Raq’s brothers have been beefing for weeks on Power Book III: Raising Kanan about everything from Lou-Lou’s outside interests in music to Marvin’s inability to keep track of his daughter Jukebox.
During Sunday’s installment, titled “The Cost of Business,” the two even took verbal swipes at each other about personal hygiene and being plugged into street scuttlebutt. But by the end of Episode 8, when Lou-Lou’s life hung in the balance after Nique’s crew firebombed his house, it was Marvin who came to his rescue and bravely carried him out of the fiery wreckage.
While fans won’t know until next week if Lou-Lou survived the attack, the drug-dealing brothers’ constant sniping juxtaposes perfectly with Marvin’s loving and inherent need to protect his sibling, according to actors Malcolm M. Mays and London Brown, who play Lou-Lou and Marvin, respectively. It was also the Starz drama’s most deadly and explosive episode thus far.
“Power Book III is different from anything else in the Power universe because it’s all about families,” Mays tells TVLine. “And that’s something I can relate to personally.”
For instance, Mays and Brown are still laughing about the sidewalk fist fight the characters had in Episode 5 that the police had to break up.
“It was such a brother fight,” Mays recalls with a chuckle. “Like no one wanted to hurt each other. We had to shoot the fight two times because the producers said it looked like a TV fight. That’s when I started egging London on and calling him Marvin so that we would stay in character. I kept saying, ‘You know what Marvin? Hit me. You know you want to hit me.’ London is such a nice guy. He didn’t want to hit me but it helped create the tension. We looked so ridiculous.”

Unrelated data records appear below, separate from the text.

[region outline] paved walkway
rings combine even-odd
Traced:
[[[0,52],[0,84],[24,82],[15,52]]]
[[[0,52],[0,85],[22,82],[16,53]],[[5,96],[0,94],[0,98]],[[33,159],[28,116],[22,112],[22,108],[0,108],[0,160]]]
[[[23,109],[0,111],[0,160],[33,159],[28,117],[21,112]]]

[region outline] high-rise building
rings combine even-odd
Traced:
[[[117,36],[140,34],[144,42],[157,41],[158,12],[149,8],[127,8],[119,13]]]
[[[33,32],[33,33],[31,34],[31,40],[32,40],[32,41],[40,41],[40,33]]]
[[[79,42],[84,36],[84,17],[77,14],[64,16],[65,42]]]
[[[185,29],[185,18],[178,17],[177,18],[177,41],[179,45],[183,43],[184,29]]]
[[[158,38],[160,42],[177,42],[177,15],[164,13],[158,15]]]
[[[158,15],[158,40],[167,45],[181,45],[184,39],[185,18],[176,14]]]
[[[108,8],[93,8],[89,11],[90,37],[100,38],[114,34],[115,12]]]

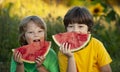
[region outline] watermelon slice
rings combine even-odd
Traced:
[[[49,52],[51,42],[40,41],[33,42],[29,45],[24,45],[16,49],[12,49],[13,52],[19,51],[22,54],[22,60],[27,63],[35,63],[35,59],[38,56],[46,56]]]
[[[70,50],[73,52],[84,48],[89,43],[91,34],[65,32],[55,34],[52,36],[52,38],[58,46],[66,42],[71,44]]]

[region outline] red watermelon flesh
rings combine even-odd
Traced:
[[[19,48],[13,49],[13,52],[19,51],[22,54],[22,60],[28,63],[35,63],[38,56],[46,56],[49,52],[51,42],[40,41],[33,42],[29,45],[24,45]]]
[[[63,43],[71,45],[71,51],[84,48],[90,41],[91,34],[79,34],[76,32],[59,33],[52,36],[55,43],[60,46]]]

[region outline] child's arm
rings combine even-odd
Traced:
[[[100,67],[101,72],[112,72],[111,67],[109,64]]]
[[[68,58],[67,72],[77,72],[74,56],[70,51],[70,45],[68,43],[63,43],[60,47],[60,51]]]
[[[49,72],[43,65],[42,63],[44,62],[45,57],[44,56],[40,56],[36,59],[36,67],[38,72]]]
[[[37,68],[38,72],[49,72],[44,66],[40,66]]]
[[[76,71],[76,65],[75,65],[74,56],[71,56],[71,57],[68,58],[67,72],[77,72]]]
[[[24,64],[17,64],[16,72],[24,72]]]
[[[96,45],[97,45],[97,49],[96,49],[97,60],[100,66],[100,72],[112,72],[112,69],[110,67],[110,63],[112,62],[112,59],[109,53],[107,52],[102,42],[96,41]]]
[[[13,58],[17,62],[16,72],[24,72],[24,64],[21,57],[22,55],[19,52],[13,54]]]

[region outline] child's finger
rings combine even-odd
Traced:
[[[21,53],[19,52],[19,53],[18,53],[18,60],[19,60],[19,61],[21,60],[21,56],[22,56],[22,55],[21,55]]]
[[[20,61],[20,53],[19,53],[19,52],[18,52],[18,54],[17,54],[17,56],[16,56],[16,60],[17,60],[17,62]]]
[[[63,52],[63,45],[64,45],[64,43],[60,45],[60,51],[61,52]]]
[[[20,53],[20,59],[22,59],[22,54]]]
[[[36,60],[39,61],[39,62],[43,62],[45,60],[45,57],[44,56],[38,56],[36,58]]]
[[[40,63],[40,62],[37,61],[37,60],[36,60],[35,62],[36,62],[36,67],[37,67],[37,68],[39,68],[39,67],[42,65],[42,63]]]
[[[36,60],[37,60],[37,61],[41,61],[39,56],[36,58]]]
[[[62,44],[60,44],[60,51],[62,51]]]
[[[16,53],[13,54],[13,55],[14,55],[14,60],[15,60],[15,61],[17,61],[18,53],[19,53],[19,52],[17,51]]]
[[[70,48],[71,48],[71,44],[68,45],[68,50],[70,51]]]
[[[45,56],[41,56],[41,59],[42,59],[42,60],[45,60]]]
[[[38,61],[38,62],[42,62],[42,60],[41,60],[40,58],[37,58],[36,61]]]
[[[37,61],[37,60],[35,60],[35,62],[38,64],[39,63],[39,61]]]
[[[64,51],[65,51],[65,47],[64,47],[64,46],[65,46],[65,43],[62,44],[62,52],[63,52],[63,53],[64,53]]]
[[[65,52],[67,52],[68,51],[68,43],[65,43],[65,48],[64,48],[64,50],[65,50]]]
[[[40,63],[38,60],[35,60],[35,63],[36,63],[37,65],[41,65],[41,63]]]

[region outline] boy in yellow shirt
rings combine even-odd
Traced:
[[[93,23],[93,17],[85,7],[73,7],[64,17],[67,32],[91,33]],[[73,53],[70,45],[63,43],[58,58],[60,72],[112,72],[112,59],[102,42],[94,37],[85,48]]]

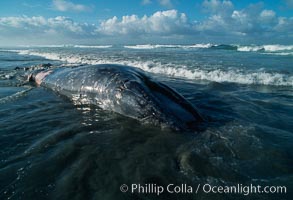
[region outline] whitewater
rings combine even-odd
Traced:
[[[81,51],[78,51],[80,49]],[[82,50],[85,51],[82,51]],[[88,50],[104,50],[102,55],[98,53],[88,52]],[[244,56],[258,56],[259,59],[264,59],[266,56],[272,59],[274,56],[284,57],[284,59],[292,59],[293,45],[215,45],[215,44],[193,44],[193,45],[124,45],[121,47],[115,47],[113,45],[52,45],[52,46],[36,46],[9,50],[17,52],[20,55],[39,56],[48,60],[61,61],[64,64],[80,65],[80,64],[122,64],[141,68],[145,71],[163,74],[171,77],[185,78],[189,80],[206,80],[213,82],[228,82],[238,84],[253,84],[253,85],[272,85],[272,86],[293,86],[293,75],[290,72],[292,69],[285,66],[286,69],[282,69],[281,66],[272,66],[272,63],[268,63],[270,66],[250,67],[249,65],[255,65],[256,63],[247,63],[239,65],[237,63],[237,57],[232,61],[235,66],[230,66],[228,63],[213,63],[208,60],[202,61],[203,57],[208,54],[220,54],[228,59],[231,59],[231,55],[238,56],[242,59]],[[124,52],[121,56],[112,55],[118,51]],[[145,52],[144,52],[145,51]],[[133,54],[149,53],[151,56],[143,58],[141,56],[135,57]],[[166,57],[159,57],[162,52],[170,53]],[[192,57],[185,57],[184,62],[178,62],[172,58],[172,54],[175,53],[187,53],[195,54],[198,60]],[[237,53],[239,52],[239,53]],[[206,54],[204,54],[206,53]],[[249,54],[250,53],[250,54]],[[129,54],[129,56],[127,55]],[[169,56],[169,59],[168,59]],[[217,56],[217,55],[216,55]],[[287,56],[287,57],[286,57]],[[213,58],[211,58],[213,59]],[[278,58],[279,59],[279,58]],[[245,61],[246,62],[246,61]],[[260,61],[261,62],[261,61]],[[287,63],[286,65],[288,65]],[[273,69],[272,69],[273,68]],[[284,73],[285,72],[285,73]]]
[[[132,183],[293,191],[292,61],[290,44],[1,47],[0,199],[158,198],[119,190]],[[27,80],[35,70],[104,63],[145,70],[194,105],[206,123],[199,131],[173,132]],[[249,194],[260,200],[291,196]],[[247,198],[203,192],[160,197]]]

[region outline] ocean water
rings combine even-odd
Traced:
[[[172,132],[76,105],[26,82],[45,63],[141,68],[209,123]],[[0,199],[292,199],[292,65],[293,45],[0,48]],[[187,184],[193,193],[123,193],[122,184]],[[286,193],[213,193],[205,184]]]

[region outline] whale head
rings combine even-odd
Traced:
[[[197,130],[204,121],[196,108],[174,89],[141,70],[131,72],[131,78],[124,80],[115,95],[119,97],[119,113],[173,130]]]

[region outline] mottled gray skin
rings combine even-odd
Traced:
[[[203,121],[181,95],[134,67],[95,65],[57,69],[43,79],[41,86],[75,103],[95,104],[175,130],[194,130]]]

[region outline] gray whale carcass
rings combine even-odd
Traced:
[[[196,130],[203,118],[184,97],[140,69],[90,65],[55,69],[41,86],[80,104],[95,104],[141,122]]]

Although Marvin embraces violence (and driving straight at people while they shoot at him until he crashes), Brown prefers a more cerebral approach.
“I’m always in my head,” the Ballers vet shares. “I’ve always got lots of questions… Sometimes, when they say cut, the laughter will continue. Or they say cut and you gotta find the Kleenex and wipe your eyes and reboot, and get ready for the scene again. It just depends on the scene. But most of the time, we’re all just really trying to stay present.”
Carrying Lou-Lou out of the fire was both physically and emotionally taxing for Marvin and his portrayer, who was carrying with him the weight of Raq disowning Marvin and his complicated fraternal relationship.
“I didn’t try to totally escape [that] the minute they called cut,” Brown recalls. “If I need to be where I need to be, I’ll just kind of sit and stay there emotionally and mentally, but not necessarily in character. I played a lot of Nas’ ‘Illmatic’ to stay in that space and get ready.”
Brown also wanted to bring as much realism to the portrayal as he could.
“With all of his notorious acts, Marvin is still grounded,” Brown surmises. “He has issues that he hasn’t flushed out yet, and unfortunately, that clouds his decision making.”